Inferring Dynamic Information from Protein Structures by Gaussian Integrals and Deep Learning
Felipe Vilicich, Nicolás Bottino, Zhaoqian Su, Shanye Yin, Yinghao WuAbstract
Motivation
Protein dynamics are central to function, but experiments and molecular dynamics (MD) simulations remain costly, low-throughput, and difficult to compare across protocols.
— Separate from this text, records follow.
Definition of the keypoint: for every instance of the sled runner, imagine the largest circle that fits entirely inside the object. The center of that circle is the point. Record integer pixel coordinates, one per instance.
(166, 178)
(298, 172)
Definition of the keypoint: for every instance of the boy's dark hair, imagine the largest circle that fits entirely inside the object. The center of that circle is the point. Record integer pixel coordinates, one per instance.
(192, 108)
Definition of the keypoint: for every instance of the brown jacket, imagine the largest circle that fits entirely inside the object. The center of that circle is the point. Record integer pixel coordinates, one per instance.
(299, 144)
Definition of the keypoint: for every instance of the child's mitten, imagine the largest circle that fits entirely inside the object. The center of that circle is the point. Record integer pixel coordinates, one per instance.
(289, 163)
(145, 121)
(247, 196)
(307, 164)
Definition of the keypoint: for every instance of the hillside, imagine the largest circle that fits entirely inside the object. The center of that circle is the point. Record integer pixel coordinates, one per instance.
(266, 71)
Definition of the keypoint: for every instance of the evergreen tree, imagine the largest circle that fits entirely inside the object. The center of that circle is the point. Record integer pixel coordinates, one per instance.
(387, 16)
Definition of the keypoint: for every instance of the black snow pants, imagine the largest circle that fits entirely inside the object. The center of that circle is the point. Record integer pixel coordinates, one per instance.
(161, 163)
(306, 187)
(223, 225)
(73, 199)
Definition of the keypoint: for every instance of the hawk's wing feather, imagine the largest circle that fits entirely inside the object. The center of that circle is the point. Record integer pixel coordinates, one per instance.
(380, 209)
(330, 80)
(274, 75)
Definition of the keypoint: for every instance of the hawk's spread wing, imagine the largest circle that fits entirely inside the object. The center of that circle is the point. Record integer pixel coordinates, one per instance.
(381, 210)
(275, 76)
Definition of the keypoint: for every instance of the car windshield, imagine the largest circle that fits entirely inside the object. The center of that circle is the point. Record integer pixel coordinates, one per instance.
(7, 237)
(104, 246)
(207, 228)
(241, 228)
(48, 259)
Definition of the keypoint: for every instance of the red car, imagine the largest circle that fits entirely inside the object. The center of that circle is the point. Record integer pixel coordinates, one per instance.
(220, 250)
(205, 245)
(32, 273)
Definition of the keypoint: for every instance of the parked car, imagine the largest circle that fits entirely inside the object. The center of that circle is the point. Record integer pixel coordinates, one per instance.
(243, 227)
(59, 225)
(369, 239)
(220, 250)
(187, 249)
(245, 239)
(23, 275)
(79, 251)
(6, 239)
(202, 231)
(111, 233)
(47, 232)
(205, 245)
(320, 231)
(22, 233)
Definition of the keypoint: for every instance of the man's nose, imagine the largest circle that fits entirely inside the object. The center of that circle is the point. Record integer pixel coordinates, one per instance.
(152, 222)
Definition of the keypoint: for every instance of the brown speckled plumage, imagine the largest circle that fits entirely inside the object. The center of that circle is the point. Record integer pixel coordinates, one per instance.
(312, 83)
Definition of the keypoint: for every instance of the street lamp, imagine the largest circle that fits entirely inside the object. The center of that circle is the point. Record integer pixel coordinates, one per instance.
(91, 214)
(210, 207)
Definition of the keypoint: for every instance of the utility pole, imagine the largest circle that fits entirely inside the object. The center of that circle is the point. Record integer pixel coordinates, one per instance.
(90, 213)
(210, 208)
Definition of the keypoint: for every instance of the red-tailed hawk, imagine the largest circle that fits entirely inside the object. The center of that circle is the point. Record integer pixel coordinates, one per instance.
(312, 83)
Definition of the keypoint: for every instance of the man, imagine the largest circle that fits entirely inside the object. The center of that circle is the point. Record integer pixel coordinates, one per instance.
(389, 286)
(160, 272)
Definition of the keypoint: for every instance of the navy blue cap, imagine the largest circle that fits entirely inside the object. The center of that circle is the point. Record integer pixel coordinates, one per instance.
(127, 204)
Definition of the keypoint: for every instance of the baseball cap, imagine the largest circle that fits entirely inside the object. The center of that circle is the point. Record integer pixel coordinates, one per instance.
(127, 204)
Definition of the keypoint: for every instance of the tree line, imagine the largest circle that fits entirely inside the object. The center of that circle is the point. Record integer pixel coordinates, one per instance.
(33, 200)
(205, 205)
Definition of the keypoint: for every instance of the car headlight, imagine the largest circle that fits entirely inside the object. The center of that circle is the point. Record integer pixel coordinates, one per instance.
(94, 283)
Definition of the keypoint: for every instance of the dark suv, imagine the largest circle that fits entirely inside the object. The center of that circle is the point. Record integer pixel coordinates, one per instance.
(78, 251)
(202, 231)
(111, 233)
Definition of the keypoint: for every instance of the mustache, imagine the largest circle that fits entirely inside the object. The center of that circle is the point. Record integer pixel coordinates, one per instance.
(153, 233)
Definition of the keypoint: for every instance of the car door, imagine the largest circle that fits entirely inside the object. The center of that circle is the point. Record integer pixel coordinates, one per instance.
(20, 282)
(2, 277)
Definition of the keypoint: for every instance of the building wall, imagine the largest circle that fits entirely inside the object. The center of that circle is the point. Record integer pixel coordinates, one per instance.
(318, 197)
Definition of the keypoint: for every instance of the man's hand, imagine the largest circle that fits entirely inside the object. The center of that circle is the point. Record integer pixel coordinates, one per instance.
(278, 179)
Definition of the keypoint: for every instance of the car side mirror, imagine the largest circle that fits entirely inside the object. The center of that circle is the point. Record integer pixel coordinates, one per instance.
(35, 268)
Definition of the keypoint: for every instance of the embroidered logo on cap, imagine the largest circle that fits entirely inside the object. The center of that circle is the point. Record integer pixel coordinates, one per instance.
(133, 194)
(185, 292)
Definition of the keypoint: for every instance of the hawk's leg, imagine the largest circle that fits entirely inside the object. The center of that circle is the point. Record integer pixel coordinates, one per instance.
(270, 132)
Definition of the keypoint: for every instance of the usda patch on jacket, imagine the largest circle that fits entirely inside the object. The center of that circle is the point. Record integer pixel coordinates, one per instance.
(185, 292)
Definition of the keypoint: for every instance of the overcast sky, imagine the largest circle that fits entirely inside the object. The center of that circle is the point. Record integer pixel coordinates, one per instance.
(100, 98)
Scalable structure-based methods are needed to infer dynamics from static protein structures.
Results
We present a deep learning framework that predicts protein dynamics from 30-dimensional Gaussian integral (GI) descriptors of Cα backbone topology. Using 1,374 ATLAS protein chains with MD-derived RMSF, GI stratified proteins into fold-relevant clusters enriched for secondary structure, sequence homology, and ECOD families. An attention-based 1D-CNN classified flexible versus non-flexible proteins with test AUC = 0.772 and separated slow-mode– from fast-mode–dominated dynamics with AUC = 0.91. Regression models recovered mean RMSF (Pearson r = 0.72; R² = 0.46) and slow-mode RMSF more accurately (Pearson r = 0.83; R² = 0.62), supporting rapid inference of flexibility and collective-motion bias.
Availability and implementation
Code and data are available on GitHub at: https://github.com/fvilicich/gaussian_integral/blob/main/gaussian_integral_classification.ipynb.
Supplementary information
Supplementary data are available at Bioinformatics online.